Use Kubernetes secrets with external secret storage: 1) Don't store secrets directly in K8s etcd. Instead, store reference: `resource "kubernetes_secret" "db_password" { data = { password_ref = "vault://secret/db-password" } }`. 2) Deploy External Secrets Operator in K8s cluster: watches Terraform-created references, fetches actual secrets from Vault at sync time. 3) In Terraform: use Vault provider to create secrets, K8s Secret references them. 4) Enable K8s secret encryption at rest: `kube-apiserver --encryption-provider-config` with KMS backend. Etcd secrets encrypted. 5) RBAC: limit cluster admin from viewing secrets. `kubectl get secrets` shows only base64 (not plaintext). 6) Audit: log all secret accesses via k8s audit logs + Vault. 7) Rotate: External Secrets Operator syncs Vault changes to K8s automatically. 8) For extra security: use Sealed Secrets or kube-secrets instead of plain Secrets. 9) Document: show developers to never manually create K8s secrets via Terraform - always use External Secrets Operator.

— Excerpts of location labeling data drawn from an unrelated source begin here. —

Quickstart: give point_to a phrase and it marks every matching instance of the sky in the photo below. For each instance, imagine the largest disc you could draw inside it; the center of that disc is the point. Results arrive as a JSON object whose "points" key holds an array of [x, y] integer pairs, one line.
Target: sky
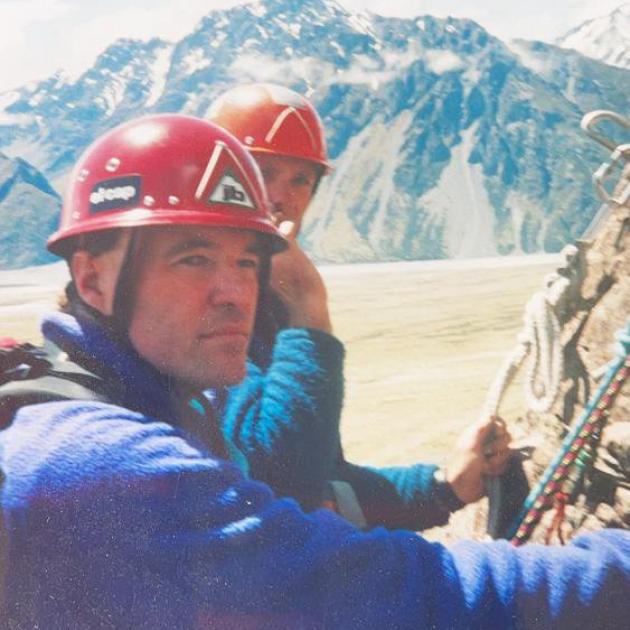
{"points": [[40, 37]]}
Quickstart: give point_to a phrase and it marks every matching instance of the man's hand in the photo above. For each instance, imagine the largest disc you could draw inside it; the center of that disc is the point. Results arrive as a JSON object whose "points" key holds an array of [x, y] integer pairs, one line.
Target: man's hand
{"points": [[482, 449], [299, 285]]}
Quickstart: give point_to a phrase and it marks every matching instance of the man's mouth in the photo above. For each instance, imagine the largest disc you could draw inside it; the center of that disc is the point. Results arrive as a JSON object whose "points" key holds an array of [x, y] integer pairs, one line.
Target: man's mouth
{"points": [[227, 332]]}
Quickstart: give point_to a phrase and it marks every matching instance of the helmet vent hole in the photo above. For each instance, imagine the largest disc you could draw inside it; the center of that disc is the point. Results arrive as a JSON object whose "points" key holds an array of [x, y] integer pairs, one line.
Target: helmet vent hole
{"points": [[112, 165]]}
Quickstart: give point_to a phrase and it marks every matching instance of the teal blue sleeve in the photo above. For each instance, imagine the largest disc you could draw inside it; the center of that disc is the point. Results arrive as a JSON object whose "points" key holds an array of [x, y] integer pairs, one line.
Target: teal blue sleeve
{"points": [[285, 419]]}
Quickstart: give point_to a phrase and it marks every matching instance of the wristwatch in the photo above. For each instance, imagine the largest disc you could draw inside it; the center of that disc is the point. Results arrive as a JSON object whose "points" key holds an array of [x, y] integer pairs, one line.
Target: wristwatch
{"points": [[443, 493]]}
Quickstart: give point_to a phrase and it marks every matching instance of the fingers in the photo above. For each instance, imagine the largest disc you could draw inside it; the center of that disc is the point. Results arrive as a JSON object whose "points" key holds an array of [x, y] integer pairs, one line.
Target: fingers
{"points": [[496, 447]]}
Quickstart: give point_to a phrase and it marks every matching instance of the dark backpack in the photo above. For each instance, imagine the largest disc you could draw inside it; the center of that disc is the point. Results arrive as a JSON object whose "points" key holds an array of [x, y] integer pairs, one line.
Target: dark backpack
{"points": [[30, 375]]}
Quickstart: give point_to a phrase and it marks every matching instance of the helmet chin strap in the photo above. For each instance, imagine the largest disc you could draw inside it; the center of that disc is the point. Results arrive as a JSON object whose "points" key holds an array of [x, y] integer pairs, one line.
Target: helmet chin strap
{"points": [[123, 302]]}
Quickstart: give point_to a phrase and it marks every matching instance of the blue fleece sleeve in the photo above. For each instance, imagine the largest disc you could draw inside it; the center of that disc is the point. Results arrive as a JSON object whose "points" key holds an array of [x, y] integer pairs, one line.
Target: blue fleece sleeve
{"points": [[285, 419], [114, 520]]}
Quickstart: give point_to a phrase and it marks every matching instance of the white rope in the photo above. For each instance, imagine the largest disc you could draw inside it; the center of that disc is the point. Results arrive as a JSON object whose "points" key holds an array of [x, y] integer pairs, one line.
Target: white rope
{"points": [[540, 340]]}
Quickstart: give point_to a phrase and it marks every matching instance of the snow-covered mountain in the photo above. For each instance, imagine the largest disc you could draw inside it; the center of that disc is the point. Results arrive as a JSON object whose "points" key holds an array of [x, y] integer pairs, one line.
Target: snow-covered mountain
{"points": [[605, 38], [29, 211], [446, 141]]}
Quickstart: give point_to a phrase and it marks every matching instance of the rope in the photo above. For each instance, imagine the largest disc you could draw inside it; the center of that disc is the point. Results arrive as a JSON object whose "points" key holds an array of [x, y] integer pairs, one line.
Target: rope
{"points": [[540, 338], [558, 470]]}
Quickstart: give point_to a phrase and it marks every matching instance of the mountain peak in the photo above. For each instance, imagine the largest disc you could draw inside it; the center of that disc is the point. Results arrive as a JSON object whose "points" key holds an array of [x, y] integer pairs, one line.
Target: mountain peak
{"points": [[605, 38]]}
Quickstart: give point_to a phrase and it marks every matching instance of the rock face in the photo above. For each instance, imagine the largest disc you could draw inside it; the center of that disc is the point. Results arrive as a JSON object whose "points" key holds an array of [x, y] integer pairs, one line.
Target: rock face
{"points": [[597, 307], [447, 142]]}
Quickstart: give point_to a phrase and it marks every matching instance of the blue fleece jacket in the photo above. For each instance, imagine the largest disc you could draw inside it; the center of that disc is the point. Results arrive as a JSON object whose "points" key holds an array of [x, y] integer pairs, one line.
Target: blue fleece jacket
{"points": [[285, 419], [117, 518]]}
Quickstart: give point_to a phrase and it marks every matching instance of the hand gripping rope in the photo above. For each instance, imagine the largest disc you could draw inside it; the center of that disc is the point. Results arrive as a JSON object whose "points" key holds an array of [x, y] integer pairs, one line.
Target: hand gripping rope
{"points": [[551, 482]]}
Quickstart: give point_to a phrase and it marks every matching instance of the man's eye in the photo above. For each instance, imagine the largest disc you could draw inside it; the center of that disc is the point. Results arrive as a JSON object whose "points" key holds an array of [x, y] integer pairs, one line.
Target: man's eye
{"points": [[194, 261], [249, 263]]}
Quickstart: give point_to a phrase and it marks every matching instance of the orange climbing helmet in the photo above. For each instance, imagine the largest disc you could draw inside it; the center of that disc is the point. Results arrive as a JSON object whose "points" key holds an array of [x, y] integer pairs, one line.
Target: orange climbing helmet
{"points": [[165, 169], [273, 119]]}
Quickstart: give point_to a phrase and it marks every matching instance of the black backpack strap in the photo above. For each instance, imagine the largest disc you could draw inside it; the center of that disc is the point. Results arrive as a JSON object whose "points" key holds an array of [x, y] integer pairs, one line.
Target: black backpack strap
{"points": [[34, 376]]}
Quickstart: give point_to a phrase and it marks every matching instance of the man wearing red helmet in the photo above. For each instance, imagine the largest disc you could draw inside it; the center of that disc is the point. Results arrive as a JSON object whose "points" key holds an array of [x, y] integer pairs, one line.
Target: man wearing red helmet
{"points": [[283, 132], [119, 509]]}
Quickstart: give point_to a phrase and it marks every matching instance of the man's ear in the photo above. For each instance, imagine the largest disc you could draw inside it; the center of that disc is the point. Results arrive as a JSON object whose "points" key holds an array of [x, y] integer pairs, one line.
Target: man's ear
{"points": [[96, 276], [89, 275]]}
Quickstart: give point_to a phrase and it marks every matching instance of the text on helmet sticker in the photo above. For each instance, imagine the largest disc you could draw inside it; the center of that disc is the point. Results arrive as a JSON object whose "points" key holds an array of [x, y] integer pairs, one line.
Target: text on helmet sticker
{"points": [[230, 190], [116, 193]]}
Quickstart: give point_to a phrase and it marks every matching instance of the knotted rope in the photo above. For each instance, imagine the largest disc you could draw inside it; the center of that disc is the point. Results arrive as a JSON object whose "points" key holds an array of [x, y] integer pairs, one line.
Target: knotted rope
{"points": [[558, 470], [540, 339]]}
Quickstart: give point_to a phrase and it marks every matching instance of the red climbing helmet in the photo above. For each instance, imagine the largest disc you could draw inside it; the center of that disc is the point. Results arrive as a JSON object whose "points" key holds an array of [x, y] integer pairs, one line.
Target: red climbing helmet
{"points": [[269, 118], [164, 169]]}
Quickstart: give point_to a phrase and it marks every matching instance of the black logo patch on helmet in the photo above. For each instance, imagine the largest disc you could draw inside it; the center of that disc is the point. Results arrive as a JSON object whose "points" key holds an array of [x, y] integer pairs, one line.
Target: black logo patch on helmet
{"points": [[230, 190], [115, 194]]}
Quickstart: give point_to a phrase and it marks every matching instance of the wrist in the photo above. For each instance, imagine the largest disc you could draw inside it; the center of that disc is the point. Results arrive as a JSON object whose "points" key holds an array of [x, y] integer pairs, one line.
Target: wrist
{"points": [[443, 493]]}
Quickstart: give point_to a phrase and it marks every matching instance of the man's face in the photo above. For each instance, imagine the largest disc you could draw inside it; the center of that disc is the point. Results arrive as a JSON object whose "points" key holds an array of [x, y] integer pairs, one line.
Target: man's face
{"points": [[290, 183], [195, 301]]}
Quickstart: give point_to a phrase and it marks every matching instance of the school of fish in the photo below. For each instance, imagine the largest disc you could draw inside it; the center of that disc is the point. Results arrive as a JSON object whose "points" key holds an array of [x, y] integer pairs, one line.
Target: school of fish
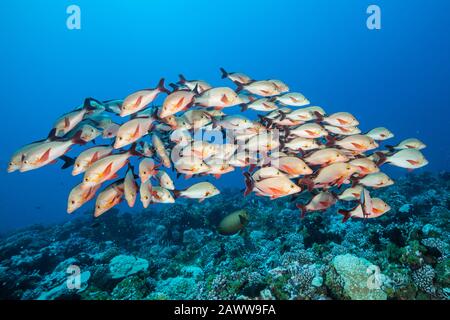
{"points": [[291, 148]]}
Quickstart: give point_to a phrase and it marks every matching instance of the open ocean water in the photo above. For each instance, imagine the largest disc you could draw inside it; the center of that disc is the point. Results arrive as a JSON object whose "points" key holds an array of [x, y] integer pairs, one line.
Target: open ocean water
{"points": [[388, 67]]}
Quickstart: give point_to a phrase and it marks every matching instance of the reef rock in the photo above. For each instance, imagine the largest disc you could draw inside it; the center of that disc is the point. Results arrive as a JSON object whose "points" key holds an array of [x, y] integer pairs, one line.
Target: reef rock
{"points": [[359, 279], [122, 266]]}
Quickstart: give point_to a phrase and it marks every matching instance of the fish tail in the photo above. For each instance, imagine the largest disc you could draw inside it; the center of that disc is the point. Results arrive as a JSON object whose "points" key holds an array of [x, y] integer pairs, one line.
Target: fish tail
{"points": [[302, 209], [176, 193], [318, 116], [173, 86], [249, 184], [224, 73], [346, 214], [77, 138], [68, 161], [182, 79], [306, 182], [161, 86], [382, 159], [330, 141], [239, 88]]}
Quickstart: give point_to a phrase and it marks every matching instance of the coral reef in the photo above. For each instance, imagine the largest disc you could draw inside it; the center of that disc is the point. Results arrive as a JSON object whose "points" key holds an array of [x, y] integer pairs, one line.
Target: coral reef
{"points": [[175, 252]]}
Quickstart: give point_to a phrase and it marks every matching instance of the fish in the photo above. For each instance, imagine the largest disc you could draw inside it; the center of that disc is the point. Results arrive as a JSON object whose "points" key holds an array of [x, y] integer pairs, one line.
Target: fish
{"points": [[161, 151], [220, 97], [308, 130], [46, 152], [344, 131], [110, 131], [261, 104], [320, 202], [236, 77], [198, 85], [107, 167], [375, 180], [341, 119], [79, 195], [139, 100], [89, 156], [335, 174], [200, 191], [132, 131], [351, 194], [233, 223], [410, 143], [111, 196], [325, 157], [175, 102], [234, 122], [405, 158], [292, 166], [365, 166], [293, 99], [302, 144], [145, 190], [357, 142], [190, 166], [147, 169], [161, 195], [379, 208], [264, 88], [380, 134], [164, 180], [130, 187], [69, 121], [276, 187]]}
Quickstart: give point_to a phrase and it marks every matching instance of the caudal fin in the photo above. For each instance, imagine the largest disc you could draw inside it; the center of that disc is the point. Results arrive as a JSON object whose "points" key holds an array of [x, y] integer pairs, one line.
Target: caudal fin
{"points": [[68, 161], [382, 158], [249, 184], [161, 86], [182, 79], [302, 209], [224, 73], [346, 214]]}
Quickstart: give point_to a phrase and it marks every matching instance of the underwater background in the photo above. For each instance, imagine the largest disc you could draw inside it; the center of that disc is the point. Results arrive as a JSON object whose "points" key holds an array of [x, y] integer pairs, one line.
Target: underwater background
{"points": [[397, 77]]}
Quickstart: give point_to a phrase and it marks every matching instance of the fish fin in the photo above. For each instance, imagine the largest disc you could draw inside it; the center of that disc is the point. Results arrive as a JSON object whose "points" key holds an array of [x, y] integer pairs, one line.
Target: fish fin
{"points": [[182, 79], [161, 86], [176, 193], [413, 162], [77, 138], [318, 116], [249, 183], [302, 209], [382, 159], [345, 213], [224, 73], [306, 182], [95, 157], [390, 148], [330, 141], [68, 161]]}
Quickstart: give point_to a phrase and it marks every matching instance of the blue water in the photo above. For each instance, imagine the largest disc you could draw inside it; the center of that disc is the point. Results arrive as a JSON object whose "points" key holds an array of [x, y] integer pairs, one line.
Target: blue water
{"points": [[396, 77]]}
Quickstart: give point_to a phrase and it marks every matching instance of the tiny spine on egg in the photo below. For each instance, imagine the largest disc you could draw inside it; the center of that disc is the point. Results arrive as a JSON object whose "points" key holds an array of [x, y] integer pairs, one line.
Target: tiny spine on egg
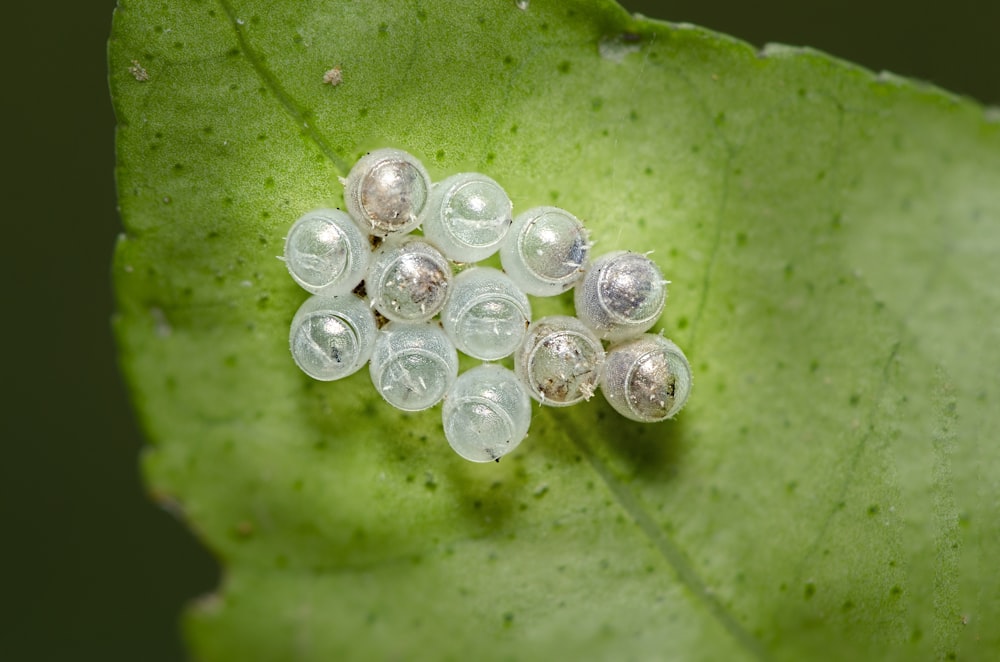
{"points": [[647, 379], [621, 295], [560, 361], [413, 365], [326, 252], [486, 315], [546, 251], [386, 191], [467, 216], [332, 337], [408, 279]]}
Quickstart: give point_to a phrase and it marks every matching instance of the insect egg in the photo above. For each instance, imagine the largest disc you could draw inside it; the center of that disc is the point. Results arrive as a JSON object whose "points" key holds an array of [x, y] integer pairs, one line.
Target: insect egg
{"points": [[486, 314], [646, 379], [332, 337], [386, 191], [546, 251], [621, 295], [486, 413], [413, 365], [326, 252], [408, 279], [467, 216], [560, 361]]}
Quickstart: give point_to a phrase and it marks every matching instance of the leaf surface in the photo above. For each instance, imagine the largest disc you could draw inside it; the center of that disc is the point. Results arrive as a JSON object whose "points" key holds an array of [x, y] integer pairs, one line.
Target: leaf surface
{"points": [[833, 241]]}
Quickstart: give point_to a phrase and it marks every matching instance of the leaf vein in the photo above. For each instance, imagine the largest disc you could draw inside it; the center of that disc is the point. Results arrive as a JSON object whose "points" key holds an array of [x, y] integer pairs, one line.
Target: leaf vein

Follow-up: How would you ensure rotation of K8s secrets doesn't break running pods?
A developer commits a file with database credentials to git. It's caught before merge, but the commit is already in local history. How do you remove it and prevent recurrence?
Use git-secrets to detect and remove credentials: 1) First, rotate compromised credentials immediately: `aws secretsmanager put-secret-value --secret-id db-password --secret-string "new-password"`. 2) Remove from git history: `git filter-branch --force --tree-filter 'rm -f sensitive-file.txt' HEAD` to rewrite history. 3) Force push: `git push --force-with-lease` (carefully, coordinate with team). 4) Clean up reflog: `git reflog expire --expire=now --all && git gc --aggressive`. 5) Install git-secrets hook: `git secrets --install && git secrets --register-aws` to detect AWS credentials on commit. 6) Run initial scan: `git secrets --scan-history` on all branches. 7) Pre-commit hook: `.git/hooks/pre-commit` runs git-secrets before allowing commits. 8) Add to .gitignore: `*.tfvars`, `*.env`, any files with credentials. 9) Educate: show team why credentials shouldn't be in git, point to Secrets Manager. 10) Document: CONTRIBUTING.md shows proper secret handling patterns.
Follow-up: How would you verify the credentials are truly removed from git history?